After being in the public education system for over 15 years, Martin Luther King Jr. Day (or MLK Day) simply correlates with "no school" for me. Sure, I know who Dr. King was and what he did for our nation. I know the holiday is always on a Monday in January. But do I often consider what the holiday is truly for? The answer is that I unfortunately do not.
Creating a national holiday in honor of Dr. King was not an easy process, and there are some fascinating facts that I learned about the holiday itself while reading about its history. Not only was it a fight to make it a federal holiday, but it was a process to get it to symbolize what it does today. So in honor of a holiday we rarely regard as highly as we should, enjoy and share these 10 facts about Martin Luther King, Jr. Day of Service.
Image courtesy of MSNBC.
1. MLK Day is only 1 of 3 national holidays in the U.S. honoring an individual person.

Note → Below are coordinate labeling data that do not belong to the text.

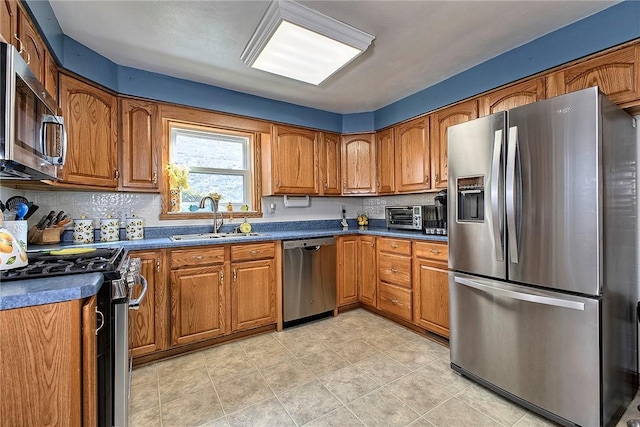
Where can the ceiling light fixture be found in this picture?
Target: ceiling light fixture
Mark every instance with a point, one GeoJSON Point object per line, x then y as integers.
{"type": "Point", "coordinates": [294, 41]}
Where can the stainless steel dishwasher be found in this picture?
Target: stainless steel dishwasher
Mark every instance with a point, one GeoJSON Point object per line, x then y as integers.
{"type": "Point", "coordinates": [309, 277]}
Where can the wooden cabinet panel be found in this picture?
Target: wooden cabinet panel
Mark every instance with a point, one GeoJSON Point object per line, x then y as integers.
{"type": "Point", "coordinates": [347, 255]}
{"type": "Point", "coordinates": [386, 161]}
{"type": "Point", "coordinates": [513, 96]}
{"type": "Point", "coordinates": [91, 120]}
{"type": "Point", "coordinates": [140, 144]}
{"type": "Point", "coordinates": [413, 168]}
{"type": "Point", "coordinates": [440, 122]}
{"type": "Point", "coordinates": [330, 164]}
{"type": "Point", "coordinates": [358, 164]}
{"type": "Point", "coordinates": [253, 251]}
{"type": "Point", "coordinates": [150, 321]}
{"type": "Point", "coordinates": [395, 300]}
{"type": "Point", "coordinates": [197, 304]}
{"type": "Point", "coordinates": [197, 257]}
{"type": "Point", "coordinates": [8, 21]}
{"type": "Point", "coordinates": [253, 294]}
{"type": "Point", "coordinates": [40, 367]}
{"type": "Point", "coordinates": [617, 74]}
{"type": "Point", "coordinates": [367, 270]}
{"type": "Point", "coordinates": [293, 160]}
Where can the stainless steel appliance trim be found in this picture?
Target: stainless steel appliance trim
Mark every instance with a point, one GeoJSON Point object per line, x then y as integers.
{"type": "Point", "coordinates": [510, 195]}
{"type": "Point", "coordinates": [495, 181]}
{"type": "Point", "coordinates": [522, 296]}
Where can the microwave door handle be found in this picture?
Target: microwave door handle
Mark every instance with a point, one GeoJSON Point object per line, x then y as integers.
{"type": "Point", "coordinates": [495, 209]}
{"type": "Point", "coordinates": [510, 196]}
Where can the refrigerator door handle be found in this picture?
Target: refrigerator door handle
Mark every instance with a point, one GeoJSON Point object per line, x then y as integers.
{"type": "Point", "coordinates": [510, 189]}
{"type": "Point", "coordinates": [495, 182]}
{"type": "Point", "coordinates": [537, 299]}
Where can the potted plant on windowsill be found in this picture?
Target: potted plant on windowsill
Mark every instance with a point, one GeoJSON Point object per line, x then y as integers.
{"type": "Point", "coordinates": [178, 180]}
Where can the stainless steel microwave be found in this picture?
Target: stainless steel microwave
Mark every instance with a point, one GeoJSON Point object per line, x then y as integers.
{"type": "Point", "coordinates": [32, 135]}
{"type": "Point", "coordinates": [405, 217]}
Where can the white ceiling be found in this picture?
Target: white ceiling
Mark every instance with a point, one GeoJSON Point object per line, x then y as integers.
{"type": "Point", "coordinates": [418, 43]}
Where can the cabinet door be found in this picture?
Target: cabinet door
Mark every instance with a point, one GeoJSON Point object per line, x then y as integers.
{"type": "Point", "coordinates": [386, 161]}
{"type": "Point", "coordinates": [617, 74]}
{"type": "Point", "coordinates": [330, 164]}
{"type": "Point", "coordinates": [413, 170]}
{"type": "Point", "coordinates": [294, 160]}
{"type": "Point", "coordinates": [91, 120]}
{"type": "Point", "coordinates": [440, 122]}
{"type": "Point", "coordinates": [197, 304]}
{"type": "Point", "coordinates": [89, 363]}
{"type": "Point", "coordinates": [140, 142]}
{"type": "Point", "coordinates": [150, 321]}
{"type": "Point", "coordinates": [358, 164]}
{"type": "Point", "coordinates": [513, 96]}
{"type": "Point", "coordinates": [8, 20]}
{"type": "Point", "coordinates": [431, 297]}
{"type": "Point", "coordinates": [347, 253]}
{"type": "Point", "coordinates": [367, 270]}
{"type": "Point", "coordinates": [253, 294]}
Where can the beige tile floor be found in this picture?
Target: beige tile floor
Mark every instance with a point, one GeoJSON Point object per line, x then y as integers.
{"type": "Point", "coordinates": [352, 370]}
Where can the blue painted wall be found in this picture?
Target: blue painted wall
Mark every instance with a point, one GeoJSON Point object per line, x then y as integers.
{"type": "Point", "coordinates": [615, 25]}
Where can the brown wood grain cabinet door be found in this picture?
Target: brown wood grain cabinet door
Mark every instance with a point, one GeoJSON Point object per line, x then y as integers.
{"type": "Point", "coordinates": [440, 122]}
{"type": "Point", "coordinates": [294, 160]}
{"type": "Point", "coordinates": [149, 321]}
{"type": "Point", "coordinates": [347, 255]}
{"type": "Point", "coordinates": [91, 119]}
{"type": "Point", "coordinates": [386, 161]}
{"type": "Point", "coordinates": [413, 168]}
{"type": "Point", "coordinates": [140, 145]}
{"type": "Point", "coordinates": [617, 74]}
{"type": "Point", "coordinates": [197, 304]}
{"type": "Point", "coordinates": [330, 159]}
{"type": "Point", "coordinates": [513, 96]}
{"type": "Point", "coordinates": [253, 294]}
{"type": "Point", "coordinates": [358, 164]}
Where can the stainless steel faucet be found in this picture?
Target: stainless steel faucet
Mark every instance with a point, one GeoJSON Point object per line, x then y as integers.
{"type": "Point", "coordinates": [214, 208]}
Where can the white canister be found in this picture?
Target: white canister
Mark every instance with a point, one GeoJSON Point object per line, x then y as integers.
{"type": "Point", "coordinates": [134, 229]}
{"type": "Point", "coordinates": [109, 229]}
{"type": "Point", "coordinates": [83, 231]}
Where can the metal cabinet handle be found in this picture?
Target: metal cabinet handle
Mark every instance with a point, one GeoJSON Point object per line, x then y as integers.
{"type": "Point", "coordinates": [101, 316]}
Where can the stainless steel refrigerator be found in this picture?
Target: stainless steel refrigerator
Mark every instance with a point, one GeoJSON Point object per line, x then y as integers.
{"type": "Point", "coordinates": [543, 256]}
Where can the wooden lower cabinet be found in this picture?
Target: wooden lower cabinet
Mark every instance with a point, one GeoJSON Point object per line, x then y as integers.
{"type": "Point", "coordinates": [47, 365]}
{"type": "Point", "coordinates": [198, 304]}
{"type": "Point", "coordinates": [150, 320]}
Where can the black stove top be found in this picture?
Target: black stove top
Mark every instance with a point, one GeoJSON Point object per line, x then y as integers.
{"type": "Point", "coordinates": [44, 264]}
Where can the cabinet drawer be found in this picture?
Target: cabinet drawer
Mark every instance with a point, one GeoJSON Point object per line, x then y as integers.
{"type": "Point", "coordinates": [197, 257]}
{"type": "Point", "coordinates": [433, 251]}
{"type": "Point", "coordinates": [396, 246]}
{"type": "Point", "coordinates": [395, 300]}
{"type": "Point", "coordinates": [253, 251]}
{"type": "Point", "coordinates": [394, 269]}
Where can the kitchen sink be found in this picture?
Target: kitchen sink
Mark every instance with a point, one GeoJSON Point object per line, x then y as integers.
{"type": "Point", "coordinates": [209, 236]}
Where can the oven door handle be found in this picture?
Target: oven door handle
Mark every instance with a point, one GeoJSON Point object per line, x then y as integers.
{"type": "Point", "coordinates": [134, 304]}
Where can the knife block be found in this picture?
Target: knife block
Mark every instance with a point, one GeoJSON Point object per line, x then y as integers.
{"type": "Point", "coordinates": [48, 236]}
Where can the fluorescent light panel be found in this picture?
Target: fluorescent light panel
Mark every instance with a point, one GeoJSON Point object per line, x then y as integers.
{"type": "Point", "coordinates": [299, 43]}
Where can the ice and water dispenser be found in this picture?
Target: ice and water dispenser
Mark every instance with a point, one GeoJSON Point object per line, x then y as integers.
{"type": "Point", "coordinates": [470, 192]}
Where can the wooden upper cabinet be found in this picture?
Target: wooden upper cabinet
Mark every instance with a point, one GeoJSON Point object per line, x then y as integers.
{"type": "Point", "coordinates": [140, 145]}
{"type": "Point", "coordinates": [413, 168]}
{"type": "Point", "coordinates": [8, 21]}
{"type": "Point", "coordinates": [440, 122]}
{"type": "Point", "coordinates": [386, 161]}
{"type": "Point", "coordinates": [358, 164]}
{"type": "Point", "coordinates": [617, 74]}
{"type": "Point", "coordinates": [512, 96]}
{"type": "Point", "coordinates": [330, 154]}
{"type": "Point", "coordinates": [91, 119]}
{"type": "Point", "coordinates": [294, 160]}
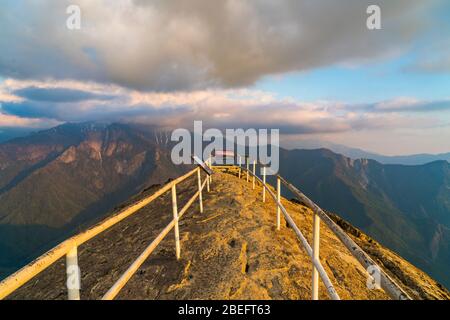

George Washington, Christopher Columbus, and Martin Luther King, Jr. are the only individuals with national holidays honoring them. President's Day, although commonly attributed with Lincoln's birthday as well, was chosen because of Washington's birthday and was originally in honor of him alone. King, however, is the only individual born in the United States (considering that Washington was born in Virginia before the nation was born).
Image courtesy of Dee-Davis Enterprises.
2. MLK Day is celebrated on the third Monday of January because of Dr. King's birthday.
Martin Luther King, Jr. was born on January 15, 1929 in Atlanta, Georgia. We celebrate MLK Day on the third Monday of each January because of the nearness to his birthday.
3. The first attempt to make Dr. King's birthday a federal holiday didn't pass (1968).
Michigan Congressman John Conyers (pictured above) initiated legislature to make a national holiday in honor of King just four days after his assassination. The bill was stalled in congress despite the fact that a petition in favor of the holiday was submitted to congress that contained over six million names.
4. Congress didn't pass the legislation until 15 years later under Ronald Reagan (1983).
Although several states adopted the holiday on their own earlier than this, it was until congress finally approved the proposal and Reagan signed it into law that it truly began its journey toward a nationally observed holiday.
Image courtesy of garlicday.net.
5. All fifty states didn't recognize MLK Day (by name) until 32 years after the original proposal (2000).
The holiday was observed, in some form or another, in all fifty states by 1993, but many states still called the holiday by a different name or continued to withhold pay despite it being a federal holiday. In 2000, Utah became the last state to recognize the holiday by name (rather than the optional "Human Rights Day") and South Carolina became the last state to make the holiday a paid day for all state employees.
Image courtesy of Mercury News.
6. In 1991, the NFL moved the Super Bowl from Arizona because of the "MLK Day boycott" that started when the Arizona governor rescinded the holiday.
In 1987, Arizona governor Evan Mecham completed his very first act in office: he rescinded MLK Day. This set off a boycott of the state, and the Super Bowl planned to take place in Phoenix in 1993 was moved to Pasadena, California instead.
Image courtesy of The Library Of Congress.
7. A lot of opposition to MLK Day being a national holiday was because it was "too close to Christmas and New Years."
This was the reason that the holiday was moved from King's actual birthday, January 15, to the third Monday of the month.
Image courtesy of The Denver Public Library.
8. Other resistance was because they thought the Civil Rights Movement as a whole deserved honor, not just Dr. King as an individual.
According to an article on the history of the holiday by Schmuel Ross and David Johnson, many opponents said that "the entire civil rights movement, rather than one individual, however instrumental, should be honored."
9. The mission of MLK Day expanded to include "humanitarian service" in 1994.
Mrs. Coretta Scott King, the wife of Dr. King, was a huge advocate for the approval of the holiday. Citing her husband’s statement that “Everybody can be great because everybody can serve,” Mrs. King testified before congress in support of making the holiday "an official national day of humanitarian service". Clinton soon after signed the Martin Luther King, Jr. Federal Holiday and Service Act, which officially made the holiday a day of "community service, interracial cooperation, and youth anti-violence initiatives."
Image courtesy of The City of Columbus.
10. MLK Day is observed by groups in over 100 nations.
Not only is the holiday celebrated in U.S. installations, but many other nations honor the legacy of Dr. King by also celebrating the holiday.
It is not surprising that the rest of the world would want to join us in continuing the incredible dream that Dr. Martin Luther King, Jr. helped our nation to strive towards. It is a dream of helping others. It is a dream of humility. It is a dream that we would realize that good things are worth fighting for.